Arbeitsrecht
Der neugierige Personalchef
Die Aussicht auf ein Vorstellungsgespräch bei einem potenziellen neuen Arbeitgeber löst bei Stellenbewerber zwiespältige Reaktionen aus:
Einerseits Freude über die Chance, sich beruflich zu verändern; andererseits die Sorge, sich durch eine unüberlegte Antwort auf eine Frage des Arbeitgebers den neuen Job zu verbauen.

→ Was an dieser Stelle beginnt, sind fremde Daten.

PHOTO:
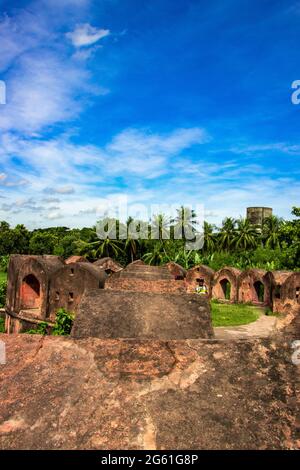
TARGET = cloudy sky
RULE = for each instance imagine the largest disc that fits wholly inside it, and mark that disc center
(157, 101)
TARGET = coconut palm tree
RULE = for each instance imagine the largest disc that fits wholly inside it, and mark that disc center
(209, 237)
(160, 227)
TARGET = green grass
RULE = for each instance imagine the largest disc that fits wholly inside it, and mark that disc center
(224, 314)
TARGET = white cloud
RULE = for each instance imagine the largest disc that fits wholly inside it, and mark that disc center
(86, 35)
(277, 146)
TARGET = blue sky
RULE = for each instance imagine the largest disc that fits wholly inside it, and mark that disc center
(161, 101)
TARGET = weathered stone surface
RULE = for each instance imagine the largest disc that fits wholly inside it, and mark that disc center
(61, 393)
(116, 314)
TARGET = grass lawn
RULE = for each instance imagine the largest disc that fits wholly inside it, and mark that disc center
(233, 314)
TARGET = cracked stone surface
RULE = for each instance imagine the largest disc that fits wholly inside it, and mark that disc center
(63, 393)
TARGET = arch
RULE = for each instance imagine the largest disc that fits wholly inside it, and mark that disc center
(226, 288)
(225, 285)
(255, 287)
(30, 292)
(259, 289)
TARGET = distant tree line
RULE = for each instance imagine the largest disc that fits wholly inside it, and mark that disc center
(275, 245)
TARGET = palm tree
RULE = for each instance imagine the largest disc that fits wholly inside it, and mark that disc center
(132, 243)
(209, 237)
(227, 233)
(109, 245)
(246, 235)
(160, 227)
(156, 256)
(185, 222)
(271, 231)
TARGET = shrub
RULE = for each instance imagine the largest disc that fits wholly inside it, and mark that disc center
(3, 287)
(4, 260)
(41, 329)
(63, 323)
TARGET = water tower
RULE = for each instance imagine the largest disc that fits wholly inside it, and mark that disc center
(256, 215)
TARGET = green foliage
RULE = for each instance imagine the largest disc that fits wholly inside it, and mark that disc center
(63, 323)
(237, 243)
(3, 287)
(42, 242)
(41, 329)
(4, 260)
(224, 314)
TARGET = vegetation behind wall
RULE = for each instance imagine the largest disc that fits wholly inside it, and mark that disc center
(237, 243)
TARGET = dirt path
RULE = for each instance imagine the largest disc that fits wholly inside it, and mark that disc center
(261, 328)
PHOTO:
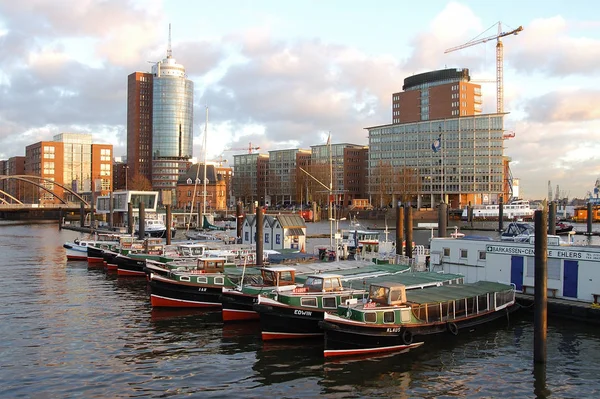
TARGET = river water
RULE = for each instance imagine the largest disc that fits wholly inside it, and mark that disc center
(69, 331)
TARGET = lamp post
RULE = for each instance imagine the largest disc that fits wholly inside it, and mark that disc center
(338, 236)
(126, 169)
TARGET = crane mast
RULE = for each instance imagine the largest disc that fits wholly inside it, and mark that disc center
(499, 60)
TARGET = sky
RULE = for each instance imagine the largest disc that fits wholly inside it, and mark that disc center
(286, 74)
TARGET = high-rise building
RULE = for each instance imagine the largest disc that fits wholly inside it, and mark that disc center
(160, 124)
(139, 125)
(172, 122)
(446, 93)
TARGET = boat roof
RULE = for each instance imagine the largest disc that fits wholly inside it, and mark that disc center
(325, 276)
(452, 292)
(279, 269)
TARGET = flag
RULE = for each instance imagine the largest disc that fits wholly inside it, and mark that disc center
(437, 144)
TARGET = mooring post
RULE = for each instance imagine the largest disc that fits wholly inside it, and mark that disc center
(169, 223)
(590, 218)
(130, 218)
(540, 307)
(552, 218)
(408, 230)
(111, 208)
(142, 221)
(239, 220)
(501, 214)
(81, 215)
(259, 236)
(399, 228)
(442, 220)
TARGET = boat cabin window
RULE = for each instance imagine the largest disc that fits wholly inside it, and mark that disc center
(388, 317)
(286, 277)
(379, 294)
(329, 302)
(314, 284)
(308, 301)
(370, 317)
(332, 284)
(397, 295)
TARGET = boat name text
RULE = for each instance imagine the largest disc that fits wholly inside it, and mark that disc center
(552, 253)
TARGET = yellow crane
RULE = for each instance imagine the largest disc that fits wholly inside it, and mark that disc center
(499, 60)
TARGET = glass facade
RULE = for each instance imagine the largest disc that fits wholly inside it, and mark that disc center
(172, 117)
(469, 161)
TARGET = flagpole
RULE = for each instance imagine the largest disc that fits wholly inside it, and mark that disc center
(443, 176)
(330, 192)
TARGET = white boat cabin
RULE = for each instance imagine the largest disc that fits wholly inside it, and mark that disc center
(279, 232)
(573, 268)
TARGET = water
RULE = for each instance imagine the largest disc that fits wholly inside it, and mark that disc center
(69, 331)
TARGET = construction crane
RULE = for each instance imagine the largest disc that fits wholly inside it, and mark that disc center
(499, 60)
(249, 148)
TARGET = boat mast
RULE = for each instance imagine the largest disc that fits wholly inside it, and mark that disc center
(204, 190)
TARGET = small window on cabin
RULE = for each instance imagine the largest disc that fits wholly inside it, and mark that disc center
(370, 317)
(329, 302)
(287, 277)
(388, 317)
(311, 302)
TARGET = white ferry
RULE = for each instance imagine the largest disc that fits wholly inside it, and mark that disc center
(516, 209)
(573, 268)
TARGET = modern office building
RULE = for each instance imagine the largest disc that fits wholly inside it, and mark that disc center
(458, 159)
(172, 123)
(445, 93)
(139, 125)
(71, 160)
(245, 183)
(328, 163)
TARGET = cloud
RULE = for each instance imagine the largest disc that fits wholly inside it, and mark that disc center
(565, 105)
(549, 46)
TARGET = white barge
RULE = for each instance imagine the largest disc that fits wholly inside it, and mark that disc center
(573, 268)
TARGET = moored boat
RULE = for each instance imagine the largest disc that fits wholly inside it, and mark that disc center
(394, 319)
(297, 313)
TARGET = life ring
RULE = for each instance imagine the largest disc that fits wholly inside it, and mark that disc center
(453, 328)
(407, 337)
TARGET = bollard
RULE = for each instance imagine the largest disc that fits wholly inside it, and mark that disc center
(399, 229)
(408, 230)
(111, 206)
(540, 301)
(130, 218)
(442, 220)
(259, 236)
(239, 220)
(590, 218)
(501, 214)
(82, 215)
(552, 218)
(169, 223)
(142, 221)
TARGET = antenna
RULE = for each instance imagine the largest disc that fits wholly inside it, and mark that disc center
(169, 51)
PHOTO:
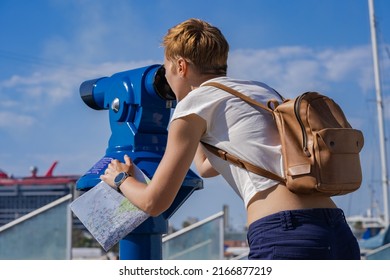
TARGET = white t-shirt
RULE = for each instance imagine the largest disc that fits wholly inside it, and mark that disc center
(235, 126)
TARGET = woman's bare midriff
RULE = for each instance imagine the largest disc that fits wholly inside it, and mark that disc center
(279, 198)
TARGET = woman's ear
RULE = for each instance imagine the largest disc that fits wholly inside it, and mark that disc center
(182, 67)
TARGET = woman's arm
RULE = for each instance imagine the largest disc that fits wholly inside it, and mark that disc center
(183, 139)
(203, 165)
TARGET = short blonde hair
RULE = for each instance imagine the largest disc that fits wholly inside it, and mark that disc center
(199, 43)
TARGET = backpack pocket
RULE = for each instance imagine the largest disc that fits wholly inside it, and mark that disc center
(337, 155)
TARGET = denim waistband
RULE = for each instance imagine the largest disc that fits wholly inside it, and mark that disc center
(292, 218)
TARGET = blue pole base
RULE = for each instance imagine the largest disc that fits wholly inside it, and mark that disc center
(145, 242)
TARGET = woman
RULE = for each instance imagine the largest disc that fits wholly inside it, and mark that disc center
(282, 225)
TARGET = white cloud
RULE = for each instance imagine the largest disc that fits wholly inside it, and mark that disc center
(295, 69)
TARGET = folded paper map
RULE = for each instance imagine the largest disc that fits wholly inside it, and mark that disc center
(107, 214)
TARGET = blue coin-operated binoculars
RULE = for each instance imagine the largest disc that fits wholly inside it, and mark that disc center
(139, 103)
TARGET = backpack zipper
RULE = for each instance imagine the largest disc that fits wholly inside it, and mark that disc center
(304, 138)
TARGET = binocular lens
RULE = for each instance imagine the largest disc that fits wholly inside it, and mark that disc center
(161, 85)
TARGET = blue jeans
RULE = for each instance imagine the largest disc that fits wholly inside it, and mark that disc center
(307, 234)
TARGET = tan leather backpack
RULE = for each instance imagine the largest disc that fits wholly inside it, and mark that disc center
(320, 149)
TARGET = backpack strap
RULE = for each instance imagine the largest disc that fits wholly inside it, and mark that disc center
(247, 98)
(233, 159)
(242, 163)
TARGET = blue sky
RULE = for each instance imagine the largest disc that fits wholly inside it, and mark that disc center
(49, 47)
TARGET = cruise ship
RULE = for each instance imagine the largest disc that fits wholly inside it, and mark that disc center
(22, 195)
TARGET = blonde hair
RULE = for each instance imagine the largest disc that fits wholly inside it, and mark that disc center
(199, 43)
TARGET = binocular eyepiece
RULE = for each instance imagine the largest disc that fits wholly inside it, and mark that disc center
(150, 79)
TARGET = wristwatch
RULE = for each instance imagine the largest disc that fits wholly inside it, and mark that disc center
(119, 179)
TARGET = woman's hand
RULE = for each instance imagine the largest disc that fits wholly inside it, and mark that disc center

Unabhängig von den psychologischen Aspekten, die bei der Vorbereitung auf ein Vorstellungsgespräch zu beachten sind, sollten sich Bewerber vorab vergegenwärtigen, welche Fragen des Arbeitgebers sie überhaupt wahrheitsgemäß beantworten müssen. Von besonderer Bedeutung ist diese Frage, weil der Arbeitgeber im Falle der falschen Beantwortung einer zulässigen Frage die Möglichkeit hat, seine zum Abschluss des Arbeitsvertrages führende Willenserklärung wegen arglistiger Täuschung anzufechten. Die Anfechtungsfrist beträgt ein Jahr ab Kenntnis von der Täuschung, so dass der Arbeitnehmer, der eine zulässige Frage falsch beantwortet, lange Zeit mit einer erheblichen Unsicherheit des Arbeitsverhältnisses betreffend leben muss. Im Allgemeinen lässt das sich sagen, dass die Fragen des Arbeitgebers zulässig sind, an deren wahrheitsgemäßer Beantwortung ein berechtigtes und schützenswertes Interesse des Arbeitgebers besteht. Wann dies der Fall ist, hat die Rechtsprechung in verschiedenen Fallgruppen entschieden. So ist etwa die Frage nach einer Schwangerschaft absolut unzulässig, da sie eine Benachteiligung wegen des Geschlechts darstellt. Eine Arbeitnehmerin, die hiernach befragt wird, steht ein “Recht zur Lüge” zu. Sie darf auch auf ausdrückliche Frage eine Schwangerschaft verschweigen, ohne Konsequenzen fürchten zu müssen. Dies gilt seit einer Entscheidung des Bundesarbeitsgerichtes (BAG) vom 06.02.2003 (AZ: 2 AZR 621/01) selbst dann, wenn die angestrebte Beschäftigung von vornherein wegen eines Beschäftigungsverbotes unzulässig wäre, da die Schwangerschaft nur vorübergehender Natur ist. Umstritten war stets, ob der Arbeitgeber den Bewerber nach der Anerkennung einer Schwerbehinderung fragen darf. Nach der älteren Rechtsprechung des BAG war diese Frage zulässig, wenn dies auch bestritten war. Mit der Einführung des Verbots der Diskriminierung Schwerbehinderter und ihnen gleichgestellter nach § 81 Abs. 2 SGB IX dürfte sich dies allerdings geändert haben, so dass davon auszugehen ist, dass eine derartige allgemeine Frage ohne Bezug zum konkreten Arbeitsplatz ebenfalls unzulässig sein dürfte und nicht wahrheitsgemäß zu beantworten ist.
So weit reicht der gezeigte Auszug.